NHS Confederation members would be concerned around importance of prevention, especially with demand being so high across all NHS bodies at the moment, plus the cost of living crisis. They intend to respond to the strategy and have been holding consultations about how best to respond on behalf of NHS bodies. Agreed with Ken about cross-government response and ministerial advice recommendation. CPG are welcome to invite NHS Confederation members to present to the future meetings. Simon supported this.

Simon Jones:

There are inequalities throughout the healthcare system, but we have to place this in a wider community context about what services are out there. Example of care and treatment planning, which includes health as an aspect.

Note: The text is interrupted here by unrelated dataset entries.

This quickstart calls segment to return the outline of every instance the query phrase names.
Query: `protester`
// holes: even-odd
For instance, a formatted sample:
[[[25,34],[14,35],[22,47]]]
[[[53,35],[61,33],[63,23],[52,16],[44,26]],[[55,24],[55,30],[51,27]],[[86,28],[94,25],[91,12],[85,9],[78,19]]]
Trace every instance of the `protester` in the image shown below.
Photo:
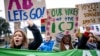
[[[52,37],[46,37],[46,40],[43,41],[42,45],[40,46],[40,51],[52,51],[54,46],[54,41],[52,40]]]
[[[34,41],[28,43],[25,32],[18,29],[14,32],[10,46],[8,46],[7,48],[36,50],[41,45],[42,36],[39,29],[31,20],[28,20],[27,23],[29,24],[28,29],[31,30],[34,36]]]
[[[64,35],[63,38],[61,39],[60,50],[64,51],[69,49],[73,49],[73,47],[72,47],[71,35],[68,34]]]
[[[97,49],[96,42],[97,42],[97,39],[93,35],[93,33],[90,32],[90,27],[86,26],[86,31],[81,37],[78,48],[79,49]]]

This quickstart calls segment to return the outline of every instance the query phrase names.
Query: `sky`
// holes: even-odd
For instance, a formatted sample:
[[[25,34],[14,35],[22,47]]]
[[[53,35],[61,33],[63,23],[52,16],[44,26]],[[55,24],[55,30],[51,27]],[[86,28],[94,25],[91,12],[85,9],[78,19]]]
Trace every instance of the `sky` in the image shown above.
[[[38,0],[40,1],[40,0]],[[45,0],[46,8],[74,8],[76,4],[84,4],[84,3],[93,3],[100,2],[100,0]],[[4,10],[4,0],[0,0],[0,17],[5,18],[5,10]],[[39,21],[35,21],[37,25]],[[13,23],[10,23],[11,27],[13,27]],[[23,25],[21,26],[23,27]],[[29,32],[30,34],[30,32]],[[30,36],[30,35],[29,35]],[[43,35],[44,37],[44,35]]]

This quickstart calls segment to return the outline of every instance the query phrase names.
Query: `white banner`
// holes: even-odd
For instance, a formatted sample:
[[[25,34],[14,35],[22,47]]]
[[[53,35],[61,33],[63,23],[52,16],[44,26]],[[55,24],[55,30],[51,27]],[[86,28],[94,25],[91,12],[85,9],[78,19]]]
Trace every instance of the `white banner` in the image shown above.
[[[76,5],[80,26],[100,23],[100,2]]]

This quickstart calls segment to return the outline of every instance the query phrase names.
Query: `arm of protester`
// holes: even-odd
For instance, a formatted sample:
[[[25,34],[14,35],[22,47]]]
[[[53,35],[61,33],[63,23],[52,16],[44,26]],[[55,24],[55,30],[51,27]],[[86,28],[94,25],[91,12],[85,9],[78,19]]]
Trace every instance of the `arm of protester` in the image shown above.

These documents often don’t include elements like housing and tend to focus only on health. This is the key consideration for the ministerial request recommendation.

Oliver Townsend:

Don’t be afraid to put things in the strategy that might be hard to deliver, such as community health (access to green spaces etc.). Strategies tend to focus on goals achievable within 5-10 years. Real ambition in how we work and set lifetime goals is a good idea.

Jen Daffin:

Cultural and conceptualisation shift, moving from illness to wellness. This will be a big cultural shift. We focus on practical things when talking about social determinants, but without people healthy enough to take up those opportunities, it won’t work. We need to improve relational health.

 

Ken called the meeting to a close and offered further contributions from members about the content of future meetings.